# hey guys :)



## tiny_toes (Jul 23, 2010)

well my names becky and im enslaved by furries.. i have 4 dogs, a cat, 2 geckos, a beardie, a hamster and a rabbit

really miss having mice around and i have everything set up for them to come home as soon as i find my perfect mice 
i refuse to buy from petshops and looking for breeders in my area, with healthy well bred mice (proving difficult lol) good job im in no hurry.
their health and temperment is going to be most important to me seen as i am just starting out with breeding. (past mice have just been pets as i felt i was too young to breed) i have been doing research into the breeding for the past 7 months and actively looking for my perfect mice for over 3months. i have no doubt they will turn up eventually lol.

i already chose my mousery name (Tiny Toes Mousery) and have set up its own email and started on the website ready for when my babies join me.

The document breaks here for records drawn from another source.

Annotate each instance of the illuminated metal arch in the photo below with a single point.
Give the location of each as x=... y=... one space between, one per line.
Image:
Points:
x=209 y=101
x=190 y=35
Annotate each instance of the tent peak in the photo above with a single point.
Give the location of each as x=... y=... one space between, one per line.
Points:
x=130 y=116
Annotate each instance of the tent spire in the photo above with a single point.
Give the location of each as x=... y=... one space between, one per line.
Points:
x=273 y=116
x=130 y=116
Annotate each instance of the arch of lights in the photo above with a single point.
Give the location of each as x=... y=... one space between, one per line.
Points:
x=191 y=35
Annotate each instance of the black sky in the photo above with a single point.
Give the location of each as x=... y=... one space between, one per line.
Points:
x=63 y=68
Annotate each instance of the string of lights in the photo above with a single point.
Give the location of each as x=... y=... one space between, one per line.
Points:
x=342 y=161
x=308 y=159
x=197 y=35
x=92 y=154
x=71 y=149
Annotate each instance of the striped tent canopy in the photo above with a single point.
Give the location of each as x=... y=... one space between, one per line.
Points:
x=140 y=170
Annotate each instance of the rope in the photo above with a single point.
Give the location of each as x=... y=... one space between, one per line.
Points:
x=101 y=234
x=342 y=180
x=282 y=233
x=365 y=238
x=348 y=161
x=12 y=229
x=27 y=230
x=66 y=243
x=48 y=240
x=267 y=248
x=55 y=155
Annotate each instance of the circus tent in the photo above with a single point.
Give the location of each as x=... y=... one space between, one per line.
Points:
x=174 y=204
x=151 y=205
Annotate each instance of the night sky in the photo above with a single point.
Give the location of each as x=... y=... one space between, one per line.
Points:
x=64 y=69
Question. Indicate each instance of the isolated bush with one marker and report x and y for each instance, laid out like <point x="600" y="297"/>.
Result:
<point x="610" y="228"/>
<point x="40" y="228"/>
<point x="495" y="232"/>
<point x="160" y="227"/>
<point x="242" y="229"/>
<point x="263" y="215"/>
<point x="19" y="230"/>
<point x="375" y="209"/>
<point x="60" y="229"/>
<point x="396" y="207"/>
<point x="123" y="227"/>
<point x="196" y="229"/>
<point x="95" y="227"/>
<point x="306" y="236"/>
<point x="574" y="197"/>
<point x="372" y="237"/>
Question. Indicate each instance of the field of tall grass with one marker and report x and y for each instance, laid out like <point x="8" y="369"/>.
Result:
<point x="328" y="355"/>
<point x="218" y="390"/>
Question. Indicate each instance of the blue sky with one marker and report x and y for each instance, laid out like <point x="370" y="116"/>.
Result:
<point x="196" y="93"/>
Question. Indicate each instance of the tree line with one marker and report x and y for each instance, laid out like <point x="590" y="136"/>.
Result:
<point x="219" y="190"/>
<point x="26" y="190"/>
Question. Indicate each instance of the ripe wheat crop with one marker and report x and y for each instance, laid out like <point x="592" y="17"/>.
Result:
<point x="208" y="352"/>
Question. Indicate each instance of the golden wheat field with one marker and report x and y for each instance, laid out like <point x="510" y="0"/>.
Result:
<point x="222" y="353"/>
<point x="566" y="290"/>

really doesnt seem to be any decent breeders around her though(just irresponisble breeders) so i could be in for quite a wait

anyhow, i look forward to getting to knowyou all andall of your little furries, you'll probably see me around a fair bit now  hehe


----------



## HemlockStud (Apr 26, 2009)

Hello and welcome to the forum!


----------



## jujubee18 (May 21, 2010)

Welcome to the forum!! =^.^= Where are you from?


----------



## windyhill (Jan 19, 2010)

Welcome to the forum!


----------



## tiny_toes (Jul 23, 2010)

thanks forthe welcome 

jujubee i am from north wales


----------



## zany_toon (Apr 3, 2010)

A belated :welcome to the forum!


----------